FSFE to campaign for fair public IT procurement in Finland

FSFE logoA couple of days ago, the Free Software Foundation Europe (FSFE) announced it had started an initiative to promote fair public procurement in Finland. The initiative concentrates on IT-related procurement notices that require specific brands instead of defining the functionalities required by the purchaser. To date FSFE has scrutinised over 300 procurement notices, and of those analysed in more detail, 14 have been found to be in clear violation of the Finnish procurement law. These violating notices explicitly asked for tenders for specific software brands or products and thus discriminate against other brands and manufacturers, thus stifling free competition.
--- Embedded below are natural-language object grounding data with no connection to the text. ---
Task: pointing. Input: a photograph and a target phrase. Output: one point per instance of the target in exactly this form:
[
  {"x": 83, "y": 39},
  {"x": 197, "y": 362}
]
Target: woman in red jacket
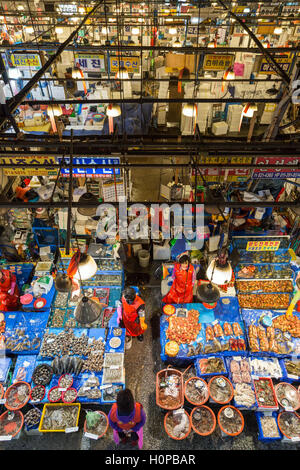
[
  {"x": 127, "y": 417},
  {"x": 184, "y": 276}
]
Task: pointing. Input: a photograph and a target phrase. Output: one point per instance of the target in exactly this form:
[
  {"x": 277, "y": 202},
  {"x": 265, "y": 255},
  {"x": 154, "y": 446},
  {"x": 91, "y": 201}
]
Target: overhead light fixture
[
  {"x": 88, "y": 198},
  {"x": 189, "y": 110},
  {"x": 219, "y": 271},
  {"x": 113, "y": 110},
  {"x": 278, "y": 30},
  {"x": 86, "y": 268},
  {"x": 249, "y": 109},
  {"x": 87, "y": 310},
  {"x": 63, "y": 283},
  {"x": 208, "y": 293},
  {"x": 122, "y": 73},
  {"x": 54, "y": 109},
  {"x": 14, "y": 73}
]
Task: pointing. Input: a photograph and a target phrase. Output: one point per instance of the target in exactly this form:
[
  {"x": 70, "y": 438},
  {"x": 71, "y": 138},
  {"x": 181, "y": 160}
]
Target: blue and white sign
[{"x": 88, "y": 169}]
“We want to raise awareness about this kind of misconduct.” says project manager and FSFE Finnish team coordinator Otto Kekäläinen. “The point of [the] procurement law is to increase fair competition and get better software for lower prices, bringing more value for the tax payer’s money. It is imperative that we get 100% of the IT departments in public bodies to follow the law, so free software companies can compete on fair terms”.

According to lawyer Martin von Willebrand, where a specific brand or product is stated in a procurement notice, it must be followed by “or equivalent“, a point on which both the Finnish law and the associated EU directive are quite clear.

Where violations of the the procurement law are detected, FSFE contacts the relevant authorities to raise awareness on procurement law and best practice. Besides highlighting the specific violation, the FSFE’s letter also includes the following recommendations to ensure fair competition:

  1. Define the procurement by functionalities and standards. Do not request specific products or require certain brands. This allows competing vendors to take part.
  2. Long-term procurement, e.g. 4-6 years, so that there is enough time to plan and execute a change of vendor. Buying new systems from the old vendor just because there is not time to migrate is not normally an acceptable excuse.
  3. Base price comparison on the entire life span costs, specifically including exit costs that arise at the end of the product’s life span, when the vendor changes.
  4. Make sure that the procured system is modular and adheres to Open Standards, so that there is always the option to change the vendor for a module or that completely new modules can be taken into use and that they can access the existing data.
  5. Ensure unlimited right to modify the software and have it delivered as source code, so that there is independece from single vendors. The original vendor does not have to waive its copyright.
  6. By favouring Free Software (also knows as “open source”) all above mentioned requirements are easy to fulfil.